Vivemos a projetar a nossa felicidade em grandes feitos no tempo futuro. Quando eu tiver dinheiro suficiente para uma vida mais confortável serei feliz. Quando eu encontrar o amor perfeito da minha vida serei feliz. Quando eu tiver mais tempo disponível serei feliz. Quando eu conquistar o emprego dos sonhos serei feliz. Quando tudo estiver estabilizado eu finalmente serei feliz.

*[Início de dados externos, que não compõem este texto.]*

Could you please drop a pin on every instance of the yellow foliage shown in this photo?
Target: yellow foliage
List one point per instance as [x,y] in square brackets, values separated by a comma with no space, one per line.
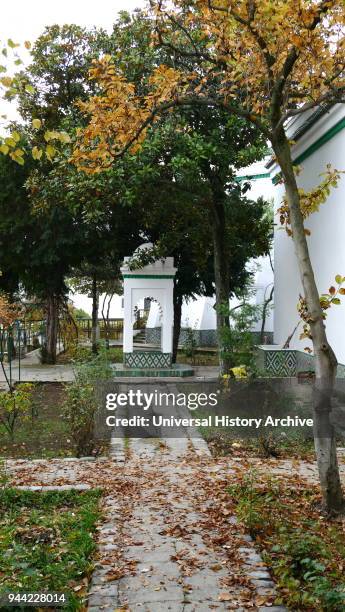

A rigor, o que estamos fazendo é de uma burrice sem tamanho, percebe? Projetamos a idealizada felicidade, segundo o roteiro de um filme desses de ficção científica. O problema desses filmes é que eles mostram terras áridas, construções monumentais em ruínas, cenários acinzentados para personagens acinzentados. O futuro é absolutamente incerto, essa é a nossa única certeza.
E não passa de utopias tolas essas condições limitantes a que nos submetemos por nossa própria conta e risco. O dinheiro nunca será o suficiente, posto que a nossa relação com os bens materiais é de total submissão: queremos sempre mais do que temos.
O amor da vida é tão subjetivo quanto uma bolha de sabão. Que vida? Em qual momento dela? Amor não é “da vida”, amor é construção de afeto. Perfeito? Como assim, perfeito?
O emprego dos sonhos só existe até a página quatro; a partir da página cinco você já estará às voltas com desafios de relacionamento entre hierarquias e achando que ninguém te dá o devido valor.
E essa história de estabilidade? Ah, fala sério… É da nossa natureza arranjar alguma coisa para se coçar, ainda que seja sarna. Basta algum setor da nossa existência ficar “estável” que a gente começa a pinicar por toda parte. Aliás, “estável” é uma palavra padrão para boletins médicos que se referem a pacientes em longos períodos de internação – “O paciente está estável.” –, desejo com todas as minhas forças, que os deuses (todos eles, antigos e novos) me defendam disso!
E toda essa expectativa em relação aos dias que estão por vir, sobre os quais não temos controle e a respeito dos quais pouco sabemos, só serve para nos colocar um peso insuportável nos ombros. Acabamos como vítimas de nossa própria eterna necessidade de adiar a felicidade, simplesmente porque não sabemos identificar as pequenas e inefáveis alegrias presentes.
Baixemos a guarda, as armas, as mãos. Paremos de nos assaltar em emboscadas, cujo único propósito é nos colocar contra uma parede que parece encolher a cada dia. Tenhamos a gentileza de nos estender a própria mão, num auto amor que já passou da hora de acontecer.
Marquemos um encontro com nosso riso fácil, nossos ombros relaxados, nossas pernas bambas do prazer dos afetos simples. Sejamos adoráveis a ponto de nos convidarmos, a nós mesmos para uma dança libertadora, sem passos demarcados, ritmos acertados, nenhuma coreografia. Corpo solto namorando a melodia.
Encontremos tempo para nos redescobrir enquanto é tempo. Enquanto ainda não nos corrompemos o suficiente para servir às coisas que nos matamos de trabalhar para conquistar. Enquanto ainda somos capazes de rir sem querer e chorar quando tiver vontade.
E que a leveza que liberta nos encontre desarmados, para que não nos reste nenhuma outra alternativa, a não ser nos entregarmos a ela. Brisa, sol de fim de tarde, noites de temperatura amena. Que seja leve tudo o que não for breve; e o que for breve que seja ainda mais leve!